BR-440


Por FERNANDO C. DE MOURA E SILVA

02/12/2011 às 07h00

O Brasil tem três deficiências graves que o afastam dos países desenvolvidos: infraestrutura, saúde e educação. A discussão que se abre em torno da construção da BR-440 é formidável aula prática, que demonstra bem a raiz dessas falhas estruturais. Existem no país cerca de 200 mil quilômetros de rodovias pavimentadas, contra quatro milhões de quilômetros nos Estados Unidos. Isso sem falar que cerca de 70% da malha rodoviária brasileira estam em mau estado de conservação. Metade das emissões de CO2 no Brasil é originada da queima de combustíveis no setor de transporte rodoviário. Nas cidades, o grande problema são os congestionamentos, que aumentam ainda mais o consumo. Quanto mais tempo o veículo ficar no trânsito, maior o volume de emissões. Os caminhões não vão diminuir, pois atendem à demanda da própria população.
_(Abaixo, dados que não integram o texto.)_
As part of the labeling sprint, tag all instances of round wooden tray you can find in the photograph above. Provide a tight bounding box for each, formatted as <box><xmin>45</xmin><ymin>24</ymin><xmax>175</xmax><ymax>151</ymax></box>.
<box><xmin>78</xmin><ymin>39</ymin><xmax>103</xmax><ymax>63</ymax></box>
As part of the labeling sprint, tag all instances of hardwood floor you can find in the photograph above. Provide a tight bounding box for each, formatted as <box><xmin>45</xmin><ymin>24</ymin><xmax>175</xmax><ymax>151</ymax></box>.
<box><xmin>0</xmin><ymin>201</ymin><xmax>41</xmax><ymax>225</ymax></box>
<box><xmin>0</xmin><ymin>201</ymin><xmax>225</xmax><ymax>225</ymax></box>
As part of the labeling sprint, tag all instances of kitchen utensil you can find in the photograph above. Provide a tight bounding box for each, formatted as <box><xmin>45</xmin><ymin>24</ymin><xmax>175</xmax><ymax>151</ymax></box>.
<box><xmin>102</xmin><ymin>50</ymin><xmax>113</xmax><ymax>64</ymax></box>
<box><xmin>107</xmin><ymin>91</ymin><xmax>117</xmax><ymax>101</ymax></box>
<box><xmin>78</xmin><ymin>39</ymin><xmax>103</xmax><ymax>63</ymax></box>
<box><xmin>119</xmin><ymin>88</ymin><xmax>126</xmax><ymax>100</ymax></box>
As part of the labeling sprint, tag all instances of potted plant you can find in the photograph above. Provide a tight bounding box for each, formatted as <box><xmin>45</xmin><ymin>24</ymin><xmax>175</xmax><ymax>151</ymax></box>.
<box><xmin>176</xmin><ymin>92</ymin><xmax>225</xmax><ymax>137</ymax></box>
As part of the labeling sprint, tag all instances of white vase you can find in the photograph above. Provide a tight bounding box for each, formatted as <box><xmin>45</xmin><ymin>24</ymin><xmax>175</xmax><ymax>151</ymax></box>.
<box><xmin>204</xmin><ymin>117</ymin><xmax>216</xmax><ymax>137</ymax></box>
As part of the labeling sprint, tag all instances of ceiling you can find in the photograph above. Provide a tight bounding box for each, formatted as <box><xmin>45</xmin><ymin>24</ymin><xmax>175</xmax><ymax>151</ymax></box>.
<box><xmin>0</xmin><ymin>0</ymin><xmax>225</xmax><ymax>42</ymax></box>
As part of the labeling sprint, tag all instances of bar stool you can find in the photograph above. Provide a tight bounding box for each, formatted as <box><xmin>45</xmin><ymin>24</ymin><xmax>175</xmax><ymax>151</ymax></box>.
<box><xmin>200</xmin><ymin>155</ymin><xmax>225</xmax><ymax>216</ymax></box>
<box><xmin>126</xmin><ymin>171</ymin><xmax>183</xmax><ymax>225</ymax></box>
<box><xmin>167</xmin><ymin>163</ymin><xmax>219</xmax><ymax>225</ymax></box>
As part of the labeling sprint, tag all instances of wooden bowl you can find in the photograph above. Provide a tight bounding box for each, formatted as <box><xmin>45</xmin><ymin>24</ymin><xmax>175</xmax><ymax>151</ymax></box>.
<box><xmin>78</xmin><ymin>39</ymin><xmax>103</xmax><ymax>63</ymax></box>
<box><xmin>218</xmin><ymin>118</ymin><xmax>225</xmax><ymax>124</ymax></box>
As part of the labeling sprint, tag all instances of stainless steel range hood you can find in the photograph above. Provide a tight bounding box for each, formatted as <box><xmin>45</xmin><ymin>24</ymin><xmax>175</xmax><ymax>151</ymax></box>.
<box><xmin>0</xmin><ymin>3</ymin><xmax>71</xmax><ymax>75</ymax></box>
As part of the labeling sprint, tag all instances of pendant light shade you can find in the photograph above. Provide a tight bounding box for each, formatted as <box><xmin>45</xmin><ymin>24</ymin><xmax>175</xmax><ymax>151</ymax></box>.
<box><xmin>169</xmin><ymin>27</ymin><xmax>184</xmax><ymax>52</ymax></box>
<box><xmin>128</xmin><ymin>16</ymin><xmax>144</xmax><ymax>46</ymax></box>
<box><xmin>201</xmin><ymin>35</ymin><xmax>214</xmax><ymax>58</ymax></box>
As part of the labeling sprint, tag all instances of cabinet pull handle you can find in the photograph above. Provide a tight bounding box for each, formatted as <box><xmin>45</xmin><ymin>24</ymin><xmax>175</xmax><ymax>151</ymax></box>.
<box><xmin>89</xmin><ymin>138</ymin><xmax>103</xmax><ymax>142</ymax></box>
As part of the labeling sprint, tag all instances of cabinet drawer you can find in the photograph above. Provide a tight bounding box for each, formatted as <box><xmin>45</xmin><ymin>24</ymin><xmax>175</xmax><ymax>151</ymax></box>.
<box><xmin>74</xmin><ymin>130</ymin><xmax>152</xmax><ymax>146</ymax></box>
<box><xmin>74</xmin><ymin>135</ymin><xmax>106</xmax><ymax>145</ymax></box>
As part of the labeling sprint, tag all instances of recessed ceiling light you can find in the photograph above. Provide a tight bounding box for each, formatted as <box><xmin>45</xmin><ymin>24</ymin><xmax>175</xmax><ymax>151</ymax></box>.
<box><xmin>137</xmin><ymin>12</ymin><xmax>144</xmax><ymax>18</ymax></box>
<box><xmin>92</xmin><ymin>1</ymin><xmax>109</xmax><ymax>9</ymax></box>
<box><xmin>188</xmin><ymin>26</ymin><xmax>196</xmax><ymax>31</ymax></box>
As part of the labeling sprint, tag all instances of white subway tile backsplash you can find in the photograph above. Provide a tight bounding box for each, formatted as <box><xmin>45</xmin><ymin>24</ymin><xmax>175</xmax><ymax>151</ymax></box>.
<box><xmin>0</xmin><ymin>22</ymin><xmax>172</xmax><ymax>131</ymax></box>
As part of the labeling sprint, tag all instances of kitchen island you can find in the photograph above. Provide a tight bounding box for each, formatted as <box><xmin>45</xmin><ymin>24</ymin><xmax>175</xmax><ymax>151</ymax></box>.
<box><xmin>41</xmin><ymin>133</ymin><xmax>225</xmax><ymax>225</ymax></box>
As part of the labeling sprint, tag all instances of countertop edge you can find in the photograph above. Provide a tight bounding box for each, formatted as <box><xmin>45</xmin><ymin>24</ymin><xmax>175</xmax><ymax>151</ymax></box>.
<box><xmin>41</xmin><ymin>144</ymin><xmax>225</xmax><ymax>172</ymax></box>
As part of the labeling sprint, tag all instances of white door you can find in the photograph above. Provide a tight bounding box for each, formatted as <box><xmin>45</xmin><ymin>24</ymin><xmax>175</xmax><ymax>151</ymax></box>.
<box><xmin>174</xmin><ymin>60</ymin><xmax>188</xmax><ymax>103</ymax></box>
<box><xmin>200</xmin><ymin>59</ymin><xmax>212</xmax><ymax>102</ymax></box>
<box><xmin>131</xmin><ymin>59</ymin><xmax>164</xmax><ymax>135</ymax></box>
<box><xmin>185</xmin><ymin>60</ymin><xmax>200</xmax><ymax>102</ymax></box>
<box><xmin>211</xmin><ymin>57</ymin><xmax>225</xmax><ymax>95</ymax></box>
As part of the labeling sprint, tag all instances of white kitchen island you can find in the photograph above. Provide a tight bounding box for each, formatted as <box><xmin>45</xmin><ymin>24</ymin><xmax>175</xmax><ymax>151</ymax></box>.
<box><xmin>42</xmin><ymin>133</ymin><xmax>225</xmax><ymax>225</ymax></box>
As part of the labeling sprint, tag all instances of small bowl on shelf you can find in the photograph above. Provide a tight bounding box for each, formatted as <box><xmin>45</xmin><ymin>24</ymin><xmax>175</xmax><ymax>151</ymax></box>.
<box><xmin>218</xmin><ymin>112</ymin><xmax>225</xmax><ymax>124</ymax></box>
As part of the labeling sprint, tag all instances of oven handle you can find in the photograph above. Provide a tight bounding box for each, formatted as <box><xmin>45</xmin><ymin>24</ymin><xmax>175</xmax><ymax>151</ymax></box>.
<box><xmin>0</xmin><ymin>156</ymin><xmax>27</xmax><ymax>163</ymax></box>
Mas pode-se diminuir a sua permanência nos centros urbanos, melhorando a qualidade do ar. O planeta agradece.

Quase a totalidade do esgoto residencial em Juiz de fora é jogada sem tratamento nos nossos rios. O Paraibuna, rio símbolo que corta a cidade de ponta a ponta, está morto. O mau cheiro do córrego São Pedro, seu afluente, pode ser sentido com facilidade. Escancara o problema de saúde pública e meio ambiente e aponta para os riscos de futuras doenças. A tímida (e rara) iniciativa do Governo de construir a BR-440 deveria ser olhada como uma bela oportunidade para se obter para a população mais benefícios com o dinheiro público. A licença ambiental, as desapropriações e o contrato com empresa de construção deveriam ensejar, por exemplo, a implantação de um interceptor de esgoto nas duas margens do córrego, destinando os efluentes para estação de tratamento e posterior despejo no nosso Paraibuna. Mas ninguém se lembrou dele.
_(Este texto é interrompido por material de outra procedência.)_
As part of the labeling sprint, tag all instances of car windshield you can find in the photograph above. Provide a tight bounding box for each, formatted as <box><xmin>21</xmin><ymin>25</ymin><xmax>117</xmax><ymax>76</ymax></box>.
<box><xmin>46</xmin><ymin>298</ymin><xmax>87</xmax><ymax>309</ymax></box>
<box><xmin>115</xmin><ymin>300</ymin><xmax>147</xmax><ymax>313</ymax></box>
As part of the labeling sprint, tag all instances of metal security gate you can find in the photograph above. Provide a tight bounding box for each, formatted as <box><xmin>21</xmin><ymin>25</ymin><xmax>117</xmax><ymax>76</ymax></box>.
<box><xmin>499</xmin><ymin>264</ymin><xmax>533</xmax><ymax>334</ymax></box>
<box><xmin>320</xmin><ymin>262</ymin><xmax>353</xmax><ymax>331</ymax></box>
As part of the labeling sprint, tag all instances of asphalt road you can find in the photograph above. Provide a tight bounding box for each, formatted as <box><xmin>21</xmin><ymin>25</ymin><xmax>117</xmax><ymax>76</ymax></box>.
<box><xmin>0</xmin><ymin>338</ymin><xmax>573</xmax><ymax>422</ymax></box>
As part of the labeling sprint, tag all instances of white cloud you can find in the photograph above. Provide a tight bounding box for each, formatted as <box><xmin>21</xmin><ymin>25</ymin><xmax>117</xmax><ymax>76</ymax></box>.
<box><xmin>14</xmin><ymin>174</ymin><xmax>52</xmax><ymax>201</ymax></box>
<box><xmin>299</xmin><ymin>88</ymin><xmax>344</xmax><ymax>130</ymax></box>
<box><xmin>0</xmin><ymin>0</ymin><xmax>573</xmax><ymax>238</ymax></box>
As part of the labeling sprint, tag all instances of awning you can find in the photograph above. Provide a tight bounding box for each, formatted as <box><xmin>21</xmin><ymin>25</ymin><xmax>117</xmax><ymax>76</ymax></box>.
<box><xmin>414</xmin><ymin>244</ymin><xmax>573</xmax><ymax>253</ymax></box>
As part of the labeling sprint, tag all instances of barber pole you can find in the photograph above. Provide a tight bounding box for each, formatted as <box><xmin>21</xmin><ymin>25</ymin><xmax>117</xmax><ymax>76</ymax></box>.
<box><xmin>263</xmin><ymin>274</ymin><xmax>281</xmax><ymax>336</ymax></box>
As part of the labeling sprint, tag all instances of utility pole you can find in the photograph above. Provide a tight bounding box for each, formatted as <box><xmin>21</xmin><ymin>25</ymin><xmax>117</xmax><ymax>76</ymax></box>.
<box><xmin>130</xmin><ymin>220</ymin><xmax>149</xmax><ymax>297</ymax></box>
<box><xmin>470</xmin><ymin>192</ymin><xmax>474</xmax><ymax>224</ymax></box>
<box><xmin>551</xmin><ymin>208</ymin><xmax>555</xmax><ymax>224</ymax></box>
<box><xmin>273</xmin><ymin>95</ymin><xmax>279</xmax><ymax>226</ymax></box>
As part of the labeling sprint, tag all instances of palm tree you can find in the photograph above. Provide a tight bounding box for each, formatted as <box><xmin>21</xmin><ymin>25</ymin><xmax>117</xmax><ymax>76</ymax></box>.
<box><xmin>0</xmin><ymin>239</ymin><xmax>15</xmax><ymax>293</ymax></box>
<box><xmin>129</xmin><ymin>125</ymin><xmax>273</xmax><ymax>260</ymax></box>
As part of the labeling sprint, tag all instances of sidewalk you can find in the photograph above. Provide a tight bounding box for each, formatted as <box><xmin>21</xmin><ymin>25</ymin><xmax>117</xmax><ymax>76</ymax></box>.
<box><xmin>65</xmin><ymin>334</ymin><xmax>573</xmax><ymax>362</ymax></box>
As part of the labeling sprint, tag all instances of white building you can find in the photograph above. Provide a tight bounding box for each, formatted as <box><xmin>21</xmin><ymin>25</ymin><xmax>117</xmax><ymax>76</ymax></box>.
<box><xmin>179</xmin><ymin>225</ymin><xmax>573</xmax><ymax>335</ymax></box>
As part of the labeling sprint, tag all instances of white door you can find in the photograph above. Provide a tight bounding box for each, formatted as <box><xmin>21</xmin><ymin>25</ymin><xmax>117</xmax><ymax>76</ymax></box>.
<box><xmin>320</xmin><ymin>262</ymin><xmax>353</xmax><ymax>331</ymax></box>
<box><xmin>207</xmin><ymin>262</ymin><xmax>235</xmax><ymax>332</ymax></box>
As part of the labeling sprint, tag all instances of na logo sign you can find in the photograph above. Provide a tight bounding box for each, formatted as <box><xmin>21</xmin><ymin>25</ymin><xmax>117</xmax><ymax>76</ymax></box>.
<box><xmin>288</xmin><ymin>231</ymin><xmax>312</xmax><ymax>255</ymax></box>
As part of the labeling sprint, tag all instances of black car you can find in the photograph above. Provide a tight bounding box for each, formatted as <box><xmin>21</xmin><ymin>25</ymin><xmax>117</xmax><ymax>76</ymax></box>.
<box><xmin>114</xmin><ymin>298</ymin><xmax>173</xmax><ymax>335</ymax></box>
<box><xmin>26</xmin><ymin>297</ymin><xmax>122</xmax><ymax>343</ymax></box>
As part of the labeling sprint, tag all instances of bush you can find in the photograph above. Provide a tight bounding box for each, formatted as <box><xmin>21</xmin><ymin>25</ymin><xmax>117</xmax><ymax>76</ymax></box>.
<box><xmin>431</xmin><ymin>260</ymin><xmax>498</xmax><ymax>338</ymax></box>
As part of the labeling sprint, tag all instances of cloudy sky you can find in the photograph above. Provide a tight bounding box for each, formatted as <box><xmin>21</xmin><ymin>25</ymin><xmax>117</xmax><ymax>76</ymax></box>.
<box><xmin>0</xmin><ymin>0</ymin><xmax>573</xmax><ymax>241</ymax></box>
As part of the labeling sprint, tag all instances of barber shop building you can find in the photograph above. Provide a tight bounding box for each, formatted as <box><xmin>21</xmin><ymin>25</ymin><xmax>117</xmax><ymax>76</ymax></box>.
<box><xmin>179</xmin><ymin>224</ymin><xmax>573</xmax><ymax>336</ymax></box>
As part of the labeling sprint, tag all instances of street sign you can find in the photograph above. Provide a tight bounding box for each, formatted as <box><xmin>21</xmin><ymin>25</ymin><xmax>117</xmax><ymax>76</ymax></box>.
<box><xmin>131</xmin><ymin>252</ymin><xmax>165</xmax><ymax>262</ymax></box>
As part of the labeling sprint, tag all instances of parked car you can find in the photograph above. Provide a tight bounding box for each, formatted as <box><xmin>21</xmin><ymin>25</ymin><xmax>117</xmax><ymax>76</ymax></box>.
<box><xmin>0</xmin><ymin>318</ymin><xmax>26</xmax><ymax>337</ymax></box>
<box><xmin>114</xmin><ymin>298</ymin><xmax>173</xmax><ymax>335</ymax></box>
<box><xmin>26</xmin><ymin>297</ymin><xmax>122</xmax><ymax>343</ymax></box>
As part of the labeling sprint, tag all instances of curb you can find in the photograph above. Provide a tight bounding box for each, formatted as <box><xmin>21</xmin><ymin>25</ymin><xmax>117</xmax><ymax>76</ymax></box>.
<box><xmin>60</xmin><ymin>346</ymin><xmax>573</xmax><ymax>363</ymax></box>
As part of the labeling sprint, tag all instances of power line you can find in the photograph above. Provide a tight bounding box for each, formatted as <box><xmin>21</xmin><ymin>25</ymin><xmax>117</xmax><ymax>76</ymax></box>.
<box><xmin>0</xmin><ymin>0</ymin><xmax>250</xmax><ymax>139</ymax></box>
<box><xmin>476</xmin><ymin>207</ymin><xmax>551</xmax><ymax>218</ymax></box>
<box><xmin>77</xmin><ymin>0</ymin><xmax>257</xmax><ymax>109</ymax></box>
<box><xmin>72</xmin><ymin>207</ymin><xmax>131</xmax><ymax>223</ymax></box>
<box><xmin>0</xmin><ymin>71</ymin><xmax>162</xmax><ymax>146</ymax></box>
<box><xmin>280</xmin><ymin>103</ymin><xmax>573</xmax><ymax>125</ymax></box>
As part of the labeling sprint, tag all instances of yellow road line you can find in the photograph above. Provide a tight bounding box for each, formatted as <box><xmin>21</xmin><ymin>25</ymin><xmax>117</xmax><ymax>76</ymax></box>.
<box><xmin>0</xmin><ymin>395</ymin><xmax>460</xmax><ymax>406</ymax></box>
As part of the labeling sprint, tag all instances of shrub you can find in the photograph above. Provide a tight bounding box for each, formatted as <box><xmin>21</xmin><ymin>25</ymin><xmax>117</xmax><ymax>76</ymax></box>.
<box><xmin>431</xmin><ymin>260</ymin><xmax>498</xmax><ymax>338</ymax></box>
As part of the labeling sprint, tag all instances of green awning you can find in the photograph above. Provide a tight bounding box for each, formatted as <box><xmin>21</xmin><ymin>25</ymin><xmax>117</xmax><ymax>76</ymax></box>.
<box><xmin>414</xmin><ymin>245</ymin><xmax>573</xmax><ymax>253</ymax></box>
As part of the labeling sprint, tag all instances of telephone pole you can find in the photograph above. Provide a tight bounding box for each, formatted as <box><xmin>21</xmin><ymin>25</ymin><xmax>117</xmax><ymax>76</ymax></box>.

A represa de São Pedro, responsável por 8% do abastecimento de água da cidade, também foi esquecida. À beira da morte, seria interessante um projeto integrado e sustentável de proteção do manancial, e quem sabe ressuscitaríamos o também já falecido córrego. A comunidade poderia se lembrar da represa e exigir a complementação financeira necessária para esse projeto. Os políticos apoiariam, o dinheiro chegaria, e todos ficariam bem na foto. Se os caminhões passarem rápido pela cidade, tanto melhor, uma vez que não será possível eliminá-los. É a tal de eficiência energética que o mundo todo fala. Vamos praticá-la, os pulmões dos habitantes agradecem. Os pulmões infelizmente não foram lembrados.
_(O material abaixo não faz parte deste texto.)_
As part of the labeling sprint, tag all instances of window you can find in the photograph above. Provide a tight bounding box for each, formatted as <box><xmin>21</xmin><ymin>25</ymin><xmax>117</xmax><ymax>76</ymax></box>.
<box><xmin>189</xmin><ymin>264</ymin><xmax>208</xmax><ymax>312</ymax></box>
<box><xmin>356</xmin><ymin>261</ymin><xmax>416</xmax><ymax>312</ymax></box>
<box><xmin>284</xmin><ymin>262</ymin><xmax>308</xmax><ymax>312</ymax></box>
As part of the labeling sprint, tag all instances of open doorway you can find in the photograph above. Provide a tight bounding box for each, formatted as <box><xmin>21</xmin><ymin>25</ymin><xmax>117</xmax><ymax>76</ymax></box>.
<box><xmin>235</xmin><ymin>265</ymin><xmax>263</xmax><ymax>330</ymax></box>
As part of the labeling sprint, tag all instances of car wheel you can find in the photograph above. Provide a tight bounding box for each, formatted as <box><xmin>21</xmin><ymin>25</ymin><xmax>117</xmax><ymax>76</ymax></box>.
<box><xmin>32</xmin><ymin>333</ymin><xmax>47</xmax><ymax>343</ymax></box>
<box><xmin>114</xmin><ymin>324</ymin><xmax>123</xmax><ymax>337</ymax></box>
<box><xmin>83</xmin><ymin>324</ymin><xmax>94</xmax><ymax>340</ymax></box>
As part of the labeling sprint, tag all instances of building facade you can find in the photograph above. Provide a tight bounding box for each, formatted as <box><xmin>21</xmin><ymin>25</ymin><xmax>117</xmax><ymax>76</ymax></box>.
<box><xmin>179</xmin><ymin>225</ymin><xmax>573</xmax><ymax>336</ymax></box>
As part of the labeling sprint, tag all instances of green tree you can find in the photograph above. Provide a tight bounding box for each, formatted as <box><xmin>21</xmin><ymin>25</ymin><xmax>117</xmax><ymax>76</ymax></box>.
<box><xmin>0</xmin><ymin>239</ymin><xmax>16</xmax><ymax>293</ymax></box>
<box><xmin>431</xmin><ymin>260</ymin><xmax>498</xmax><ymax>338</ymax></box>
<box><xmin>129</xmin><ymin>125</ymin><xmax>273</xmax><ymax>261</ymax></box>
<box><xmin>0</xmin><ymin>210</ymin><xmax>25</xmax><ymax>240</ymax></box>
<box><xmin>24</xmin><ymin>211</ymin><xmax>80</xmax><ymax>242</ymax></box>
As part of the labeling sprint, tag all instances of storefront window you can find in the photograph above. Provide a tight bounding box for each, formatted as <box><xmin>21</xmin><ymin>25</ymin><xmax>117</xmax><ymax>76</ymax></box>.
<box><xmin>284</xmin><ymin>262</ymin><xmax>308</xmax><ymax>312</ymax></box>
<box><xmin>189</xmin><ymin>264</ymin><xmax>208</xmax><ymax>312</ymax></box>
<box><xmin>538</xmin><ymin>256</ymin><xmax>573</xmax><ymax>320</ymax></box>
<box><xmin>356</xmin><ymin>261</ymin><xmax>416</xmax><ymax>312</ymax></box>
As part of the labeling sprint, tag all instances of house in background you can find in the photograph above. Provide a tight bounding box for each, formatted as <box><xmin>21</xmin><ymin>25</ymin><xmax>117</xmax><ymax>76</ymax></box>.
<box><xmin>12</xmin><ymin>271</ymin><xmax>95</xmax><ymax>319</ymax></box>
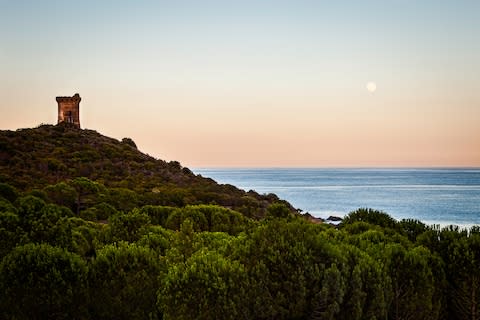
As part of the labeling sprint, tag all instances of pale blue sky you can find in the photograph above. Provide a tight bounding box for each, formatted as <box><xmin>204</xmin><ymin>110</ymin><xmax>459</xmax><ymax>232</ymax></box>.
<box><xmin>0</xmin><ymin>0</ymin><xmax>480</xmax><ymax>166</ymax></box>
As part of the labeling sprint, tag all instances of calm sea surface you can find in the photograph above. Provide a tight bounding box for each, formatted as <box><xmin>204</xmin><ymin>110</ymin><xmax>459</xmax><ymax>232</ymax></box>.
<box><xmin>193</xmin><ymin>168</ymin><xmax>480</xmax><ymax>227</ymax></box>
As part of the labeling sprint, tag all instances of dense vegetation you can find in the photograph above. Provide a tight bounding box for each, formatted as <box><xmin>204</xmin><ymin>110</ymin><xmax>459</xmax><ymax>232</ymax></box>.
<box><xmin>0</xmin><ymin>126</ymin><xmax>480</xmax><ymax>320</ymax></box>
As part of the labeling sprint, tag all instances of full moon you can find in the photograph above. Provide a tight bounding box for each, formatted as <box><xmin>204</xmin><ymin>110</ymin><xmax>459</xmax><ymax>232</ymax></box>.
<box><xmin>367</xmin><ymin>81</ymin><xmax>377</xmax><ymax>92</ymax></box>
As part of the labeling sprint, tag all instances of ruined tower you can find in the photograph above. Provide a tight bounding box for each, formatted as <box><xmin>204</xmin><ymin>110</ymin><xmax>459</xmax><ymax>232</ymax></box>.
<box><xmin>57</xmin><ymin>93</ymin><xmax>82</xmax><ymax>129</ymax></box>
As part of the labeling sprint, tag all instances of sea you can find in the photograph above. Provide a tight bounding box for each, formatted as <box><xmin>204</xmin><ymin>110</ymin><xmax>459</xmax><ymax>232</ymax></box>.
<box><xmin>193</xmin><ymin>168</ymin><xmax>480</xmax><ymax>228</ymax></box>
A canalização parcial do córrego vai ajudar a eliminar um risco à saúde pública, mas quem se importa? E o impacto ambiental pode ser facilmente manejado pela exigência da contrapartida do reflorestamento das imensas áreas degradadas da cidade. Esquecimento. Os problemas já estão aí há muito tempo e são muitos. Soluções? O esgoto a céu aberto de São Pedro faz lembrar a África; a BR-440 é a oportunidade de melhorar a vida da cidade nos quesitos infraestrutura e saúde. Essa é a mobilização que a cidade precisa fazer. Por outro lado, infelizmente, a obra não pode fazer nada pela nossa educação.